Semiconductor electronics transform the landscape of computing, communication, energy harvesting, automobiles, biotechnology, and other electronic devices. This transformation is brought about by the ability to sense, receive, manipulate, and transmit data from the diverse systems of vertical stacks of semiconductor layers and microdevices. Though the discrete design details of each semiconductor may be extremely complex, the fundamental processing steps of each semiconductor device align well with the photolithography procedure. When these semiconductor layers are stacked using photolithography, the signal noise between the device features and layers is restricted by passivation or dielectric insulation provided by SiO₂ layers. Depending on the type of functionality and data sensing mechanism of semiconductors, SiO₂ layers have an intended fitness for their purpose. The purpose of SiO₂ layers can be segregated as an encapsulation of the semiconductor device, making part of the semiconductor layer inert, i.e., passivated, creating a hard mask to prevent an impact of the subsequent process like ion implantation or diffusion, insulating a part of the layer as in intermetallic dielectric or gate dielectric or to improve adhesion of the subsequent deposition.
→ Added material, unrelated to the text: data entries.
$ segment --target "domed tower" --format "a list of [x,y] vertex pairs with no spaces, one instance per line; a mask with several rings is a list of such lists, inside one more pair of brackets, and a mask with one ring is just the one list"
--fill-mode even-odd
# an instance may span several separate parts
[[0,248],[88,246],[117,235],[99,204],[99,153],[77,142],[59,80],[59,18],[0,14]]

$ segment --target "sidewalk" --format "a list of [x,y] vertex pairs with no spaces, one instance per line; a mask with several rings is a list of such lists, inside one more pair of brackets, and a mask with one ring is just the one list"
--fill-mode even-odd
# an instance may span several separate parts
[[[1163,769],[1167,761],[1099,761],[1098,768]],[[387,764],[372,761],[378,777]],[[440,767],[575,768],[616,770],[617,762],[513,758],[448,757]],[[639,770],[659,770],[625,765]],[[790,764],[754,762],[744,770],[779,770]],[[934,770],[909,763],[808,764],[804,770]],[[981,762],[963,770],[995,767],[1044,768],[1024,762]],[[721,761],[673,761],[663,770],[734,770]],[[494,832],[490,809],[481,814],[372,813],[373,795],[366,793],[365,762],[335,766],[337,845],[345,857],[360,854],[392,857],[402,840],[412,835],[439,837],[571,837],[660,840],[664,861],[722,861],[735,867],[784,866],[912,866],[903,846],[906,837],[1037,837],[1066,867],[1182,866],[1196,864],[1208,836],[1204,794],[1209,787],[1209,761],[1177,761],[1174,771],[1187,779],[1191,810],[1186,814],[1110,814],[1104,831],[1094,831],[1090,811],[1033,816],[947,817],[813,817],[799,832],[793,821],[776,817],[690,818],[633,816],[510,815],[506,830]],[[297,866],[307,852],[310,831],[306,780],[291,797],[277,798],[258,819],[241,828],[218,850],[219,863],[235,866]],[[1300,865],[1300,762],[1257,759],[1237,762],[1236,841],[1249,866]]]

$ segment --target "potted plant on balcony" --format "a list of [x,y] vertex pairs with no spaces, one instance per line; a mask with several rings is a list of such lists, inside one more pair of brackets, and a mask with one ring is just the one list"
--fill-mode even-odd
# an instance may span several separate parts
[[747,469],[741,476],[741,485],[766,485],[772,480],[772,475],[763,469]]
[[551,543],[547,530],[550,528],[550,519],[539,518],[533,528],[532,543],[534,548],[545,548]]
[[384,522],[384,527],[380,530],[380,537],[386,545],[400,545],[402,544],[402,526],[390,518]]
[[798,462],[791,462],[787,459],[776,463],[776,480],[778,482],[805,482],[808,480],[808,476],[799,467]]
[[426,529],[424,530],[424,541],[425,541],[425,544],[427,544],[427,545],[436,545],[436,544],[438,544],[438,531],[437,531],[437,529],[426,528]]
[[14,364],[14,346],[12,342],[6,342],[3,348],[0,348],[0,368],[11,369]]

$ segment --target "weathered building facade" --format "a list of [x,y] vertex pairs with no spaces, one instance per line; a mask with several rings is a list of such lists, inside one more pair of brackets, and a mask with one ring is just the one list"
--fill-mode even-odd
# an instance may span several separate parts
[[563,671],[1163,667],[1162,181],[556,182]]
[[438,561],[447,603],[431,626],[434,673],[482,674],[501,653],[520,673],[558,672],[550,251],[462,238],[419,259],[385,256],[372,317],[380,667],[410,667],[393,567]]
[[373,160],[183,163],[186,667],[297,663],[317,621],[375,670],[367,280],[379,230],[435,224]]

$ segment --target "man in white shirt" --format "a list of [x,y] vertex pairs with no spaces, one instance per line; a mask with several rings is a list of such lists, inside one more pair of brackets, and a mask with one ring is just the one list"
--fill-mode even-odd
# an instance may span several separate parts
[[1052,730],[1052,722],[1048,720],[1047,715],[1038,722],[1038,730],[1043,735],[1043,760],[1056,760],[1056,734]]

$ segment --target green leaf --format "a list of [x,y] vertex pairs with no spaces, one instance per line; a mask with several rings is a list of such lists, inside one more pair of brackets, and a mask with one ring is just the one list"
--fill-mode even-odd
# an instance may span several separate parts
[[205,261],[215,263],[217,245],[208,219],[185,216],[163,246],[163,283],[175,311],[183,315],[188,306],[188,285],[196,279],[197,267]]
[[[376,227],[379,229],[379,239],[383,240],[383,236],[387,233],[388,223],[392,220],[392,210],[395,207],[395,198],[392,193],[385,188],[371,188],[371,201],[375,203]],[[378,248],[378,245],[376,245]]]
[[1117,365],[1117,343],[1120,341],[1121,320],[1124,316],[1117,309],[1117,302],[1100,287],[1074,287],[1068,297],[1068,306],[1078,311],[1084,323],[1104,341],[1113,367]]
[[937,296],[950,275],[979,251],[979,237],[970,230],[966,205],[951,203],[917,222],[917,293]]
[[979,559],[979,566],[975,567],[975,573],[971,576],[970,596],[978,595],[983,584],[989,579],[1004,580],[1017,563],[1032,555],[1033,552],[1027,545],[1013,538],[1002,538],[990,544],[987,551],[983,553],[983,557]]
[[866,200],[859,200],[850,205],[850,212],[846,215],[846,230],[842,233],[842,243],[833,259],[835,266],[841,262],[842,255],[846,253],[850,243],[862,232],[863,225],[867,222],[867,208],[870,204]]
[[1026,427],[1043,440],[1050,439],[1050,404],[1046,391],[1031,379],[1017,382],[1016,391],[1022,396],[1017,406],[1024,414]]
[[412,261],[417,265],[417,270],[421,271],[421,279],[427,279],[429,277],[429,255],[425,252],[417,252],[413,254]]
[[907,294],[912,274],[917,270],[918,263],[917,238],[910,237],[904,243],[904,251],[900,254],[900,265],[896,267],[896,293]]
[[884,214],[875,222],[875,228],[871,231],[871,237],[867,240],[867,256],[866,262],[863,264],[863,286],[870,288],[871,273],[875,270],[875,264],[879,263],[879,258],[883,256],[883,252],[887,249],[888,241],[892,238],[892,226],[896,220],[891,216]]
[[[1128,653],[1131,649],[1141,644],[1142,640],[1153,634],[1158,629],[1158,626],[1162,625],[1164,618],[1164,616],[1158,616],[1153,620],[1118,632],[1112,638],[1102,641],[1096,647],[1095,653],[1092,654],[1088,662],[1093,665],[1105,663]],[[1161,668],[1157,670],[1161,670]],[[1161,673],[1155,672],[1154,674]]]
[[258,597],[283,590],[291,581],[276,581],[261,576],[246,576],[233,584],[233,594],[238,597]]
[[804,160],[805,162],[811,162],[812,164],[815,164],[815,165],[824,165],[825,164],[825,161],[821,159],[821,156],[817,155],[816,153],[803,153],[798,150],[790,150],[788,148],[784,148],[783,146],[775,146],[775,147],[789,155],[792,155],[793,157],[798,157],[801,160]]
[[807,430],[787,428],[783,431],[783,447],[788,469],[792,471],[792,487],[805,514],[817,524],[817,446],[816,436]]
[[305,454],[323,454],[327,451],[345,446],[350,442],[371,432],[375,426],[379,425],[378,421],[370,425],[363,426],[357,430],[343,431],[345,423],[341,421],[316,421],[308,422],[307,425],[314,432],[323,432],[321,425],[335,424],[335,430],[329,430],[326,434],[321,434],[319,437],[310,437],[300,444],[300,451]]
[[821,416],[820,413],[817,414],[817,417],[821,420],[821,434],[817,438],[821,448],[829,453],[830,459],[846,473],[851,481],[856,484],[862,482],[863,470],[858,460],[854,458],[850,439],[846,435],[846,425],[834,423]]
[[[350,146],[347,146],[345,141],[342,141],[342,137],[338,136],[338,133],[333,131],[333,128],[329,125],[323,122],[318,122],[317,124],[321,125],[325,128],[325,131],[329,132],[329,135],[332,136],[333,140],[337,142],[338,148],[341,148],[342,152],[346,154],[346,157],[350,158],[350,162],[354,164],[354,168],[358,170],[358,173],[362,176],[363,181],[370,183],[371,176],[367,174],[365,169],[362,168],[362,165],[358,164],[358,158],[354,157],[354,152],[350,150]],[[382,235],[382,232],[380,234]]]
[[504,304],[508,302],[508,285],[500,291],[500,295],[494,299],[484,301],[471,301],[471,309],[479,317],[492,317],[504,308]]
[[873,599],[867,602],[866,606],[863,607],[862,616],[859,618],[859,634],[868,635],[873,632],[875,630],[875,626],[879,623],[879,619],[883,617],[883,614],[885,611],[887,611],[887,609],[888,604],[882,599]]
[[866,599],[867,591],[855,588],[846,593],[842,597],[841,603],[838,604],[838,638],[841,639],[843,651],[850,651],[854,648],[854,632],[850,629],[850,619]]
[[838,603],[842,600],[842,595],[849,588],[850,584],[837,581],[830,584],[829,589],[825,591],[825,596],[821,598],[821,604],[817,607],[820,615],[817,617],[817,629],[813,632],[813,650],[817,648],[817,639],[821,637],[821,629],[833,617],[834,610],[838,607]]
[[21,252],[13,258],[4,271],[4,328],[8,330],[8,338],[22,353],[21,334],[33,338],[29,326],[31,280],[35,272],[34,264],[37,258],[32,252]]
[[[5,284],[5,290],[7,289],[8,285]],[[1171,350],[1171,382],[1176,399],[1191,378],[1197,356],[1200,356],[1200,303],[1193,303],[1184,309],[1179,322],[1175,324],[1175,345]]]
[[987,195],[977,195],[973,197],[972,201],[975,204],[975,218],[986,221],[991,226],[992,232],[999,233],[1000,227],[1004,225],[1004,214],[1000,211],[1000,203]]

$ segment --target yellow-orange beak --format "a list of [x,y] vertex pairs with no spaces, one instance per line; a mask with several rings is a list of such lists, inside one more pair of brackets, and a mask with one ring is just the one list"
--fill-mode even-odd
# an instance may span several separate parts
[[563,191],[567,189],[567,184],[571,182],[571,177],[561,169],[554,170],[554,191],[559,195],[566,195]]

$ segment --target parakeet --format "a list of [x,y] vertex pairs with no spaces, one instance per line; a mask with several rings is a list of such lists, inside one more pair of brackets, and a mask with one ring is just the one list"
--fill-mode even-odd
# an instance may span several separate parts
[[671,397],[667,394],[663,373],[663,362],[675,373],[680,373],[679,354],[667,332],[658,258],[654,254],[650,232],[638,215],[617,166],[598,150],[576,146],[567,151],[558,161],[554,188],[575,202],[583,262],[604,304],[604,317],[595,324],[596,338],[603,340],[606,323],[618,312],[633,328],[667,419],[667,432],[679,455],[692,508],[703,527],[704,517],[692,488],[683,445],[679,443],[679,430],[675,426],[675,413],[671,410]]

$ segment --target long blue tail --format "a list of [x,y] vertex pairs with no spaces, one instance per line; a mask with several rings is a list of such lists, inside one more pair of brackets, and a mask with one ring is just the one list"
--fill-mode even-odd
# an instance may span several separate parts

The functionality of adhesion of SiO₂ is by far been a less studied area. The adhesive characteristics of SiO₂ for subsequent deposition and the thickness of SiO₂ affect the stress distribution. Stresses due to SiO₂ thin film, which could be a few nanometers to a few microns thick depending on the functionality, are modeled in this research. The stresses in SiO₂ films may cause delamination or discontinuity affecting the performance and reliability of the optical or semiconductor devices they are built into. The classical molecular dynamics (MD) simulation technique is employed to investigate the stress characteristics of deposited films by leveraging the outcomes of atomistic modeling. A cluster made of fused silica is employed as the substrate. For the SiO2 deposition process simulation, silicon atoms with high energies and low-energy oxygen atoms are injected. This model is carefully controlled to ensure the stoichiometry conditions. This analysis uses open-source code LAMMPS (Large-scale Atomic/Molecular Massively Parallel Simulator) and Ovito (Open Visualization) tool. The research in this paper is focused on the SiO₂ thin-film simulation to validate the analytical and experimental stress.